Asia, Cogeneration CHP, Europe

Cogeneration and decentralized energy worldwide

Michael Brown:

Globally, I echo John’s optimism. Several countries look exciting, including Brazil and China. South-east Asia as a whole is also bright. Experience of the last 10 years shows strongly that, when rates of new capacity development are high, cogeneration markets are also buoyant, even though the market share may not be that great. In general, it is the emerging markets which will show the greatest need for new plant for the foreseeable future, and I expect cogeneration to play a role in those countries – especially where natural gas or biofuels are available and where supply quality and reliability are poor.

Therefore, many of the drivers look positive, and much of the demand growth will be for energy-intensive industry and for cooling applications in commercial buildings – ideal for cogeneration. If we can ensure that developers are not faced by a regulatory stranglehold, then that role should be a big one.

Simon Minett:

I too am optimistic at the moment; I just hope that it is not another false dawn. The main drivers in Europe for DE and cogen are Europe’s response to the Kyoto Protocol, energy market liberalization, and specific EU legislation directed at renewables and cogeneration.
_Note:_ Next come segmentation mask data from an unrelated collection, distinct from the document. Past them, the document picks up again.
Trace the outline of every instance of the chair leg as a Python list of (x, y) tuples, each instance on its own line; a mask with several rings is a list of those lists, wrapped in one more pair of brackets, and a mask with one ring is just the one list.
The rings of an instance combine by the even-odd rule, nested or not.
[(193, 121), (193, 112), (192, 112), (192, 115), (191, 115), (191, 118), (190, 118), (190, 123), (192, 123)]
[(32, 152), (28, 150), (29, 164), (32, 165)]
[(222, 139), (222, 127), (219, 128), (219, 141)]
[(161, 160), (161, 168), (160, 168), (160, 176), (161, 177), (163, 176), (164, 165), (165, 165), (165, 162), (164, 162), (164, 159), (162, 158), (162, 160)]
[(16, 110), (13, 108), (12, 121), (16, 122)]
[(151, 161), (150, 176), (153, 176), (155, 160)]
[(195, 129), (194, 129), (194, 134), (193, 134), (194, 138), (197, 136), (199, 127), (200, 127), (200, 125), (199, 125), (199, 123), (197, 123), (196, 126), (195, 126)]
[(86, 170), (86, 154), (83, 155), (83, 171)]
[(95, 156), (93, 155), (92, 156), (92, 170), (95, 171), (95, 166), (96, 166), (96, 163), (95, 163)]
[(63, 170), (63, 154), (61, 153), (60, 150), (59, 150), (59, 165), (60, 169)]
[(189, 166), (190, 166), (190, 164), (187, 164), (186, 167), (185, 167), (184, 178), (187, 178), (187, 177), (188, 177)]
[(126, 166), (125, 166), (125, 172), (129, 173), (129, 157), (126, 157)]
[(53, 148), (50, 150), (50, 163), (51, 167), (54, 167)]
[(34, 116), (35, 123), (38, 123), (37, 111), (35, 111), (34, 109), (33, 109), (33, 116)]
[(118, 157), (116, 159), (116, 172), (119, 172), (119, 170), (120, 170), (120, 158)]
The response to climate change is two-pronged: firstly an emissions-trading scheme (ETS) for all large emitters of carbon dioxide, which will put a modest price on carbon and will drive the market actors towards lower carbon solutions; and secondly direct policies aimed at sectors not in the ETS – this is still to be worked through.

There are more low-cost options than ever before for generating energy on-site at high efficiency, but the rule-makers have not caught up

However, the Directives on cogeneration, brought into force this year, and on renewable electricity, enacted three years previously, remove obstacles to the use of DE/cogen and force governments to improve the conditions for these options. In open energy markets, with provisions for DE/cogen and a carbon dioxide driver, I expect to see substantial changes in the next few years.

The long-term prospects in Europe are good, and I believe it is possible that cogeneration could reach market penetrations of 15%-20% in the next 10-15 years. This would equate to some 100 GWe of new capacity.

Prospects to 2030

Summarizing a recent IEA report,1PETER FRASER describes the current market status of distributed generation (DG) technologies, highlighting the experience of four selected OECD countries, and examines the implications of the wider deployment of DG for the operation of electricity transmission and distribution networks. The author also looks to the prospects of DG worldwide to 2030.

Most of the electricity produced in the OECD is generated in large generating stations. These stations produce electricity and transmit it through high voltage transmission systems, then at reduced voltage through local distribution systems to reach electricity consumers. Distributed generation (DG) plants are different: they produce power on a customer’s site or at the site of a local distribution utility and supply power to the local distribution network directly. Distributed generation technologies include engines, small turbines, fuel cells and photovoltaic systems.

Despite their small size, DG technologies are already a factor in electricity markets, particularly for high reliability applications, as a source of emergency capacity or to defer the expansion of a local network. In some markets, they are actually displacing more costly grid electricity. Worldwide, more distributed generation capacity was ordered in 2000 than for new nuclear power.

DG TECHNOLOGIES

Diesel and gas reciprocating engines and gas turbines are well-established commercial distributed generation technologies. Industrial-sized diesel engines can achieve fuel efficiencies in excess of 40% and are relatively low cost per kilowatt. Engines and turbines accounted for most of the DG capacity being installed – approximately 20 GW in the year 2000, or 10% of total capacity ordered. While nearly half of the capacity was ordered for standby use, the strength of the demand for units for continuous or peaking use has also been increasing – see Figure 1.


FIGURE 1. Engine and gas turbine orders for continuous or peaking use (1-30 MW). Source: DGTW, 2001

Other DG technologies have yet to make a large commercial impact. Microturbines form a new technology that converts natural gas to electricity with relatively low emissions. But their capital costs is higher than for natural gas engines, while fuel economy is similar. Fuel cells are the object of intensive research and development, primarily for transportation applications. They have been deployed for power generation in a limited way, but their capital costs will need to fall greatly to be competitive. The cost of photovoltaic systems, while still high, is expected to go on falling over the next decade.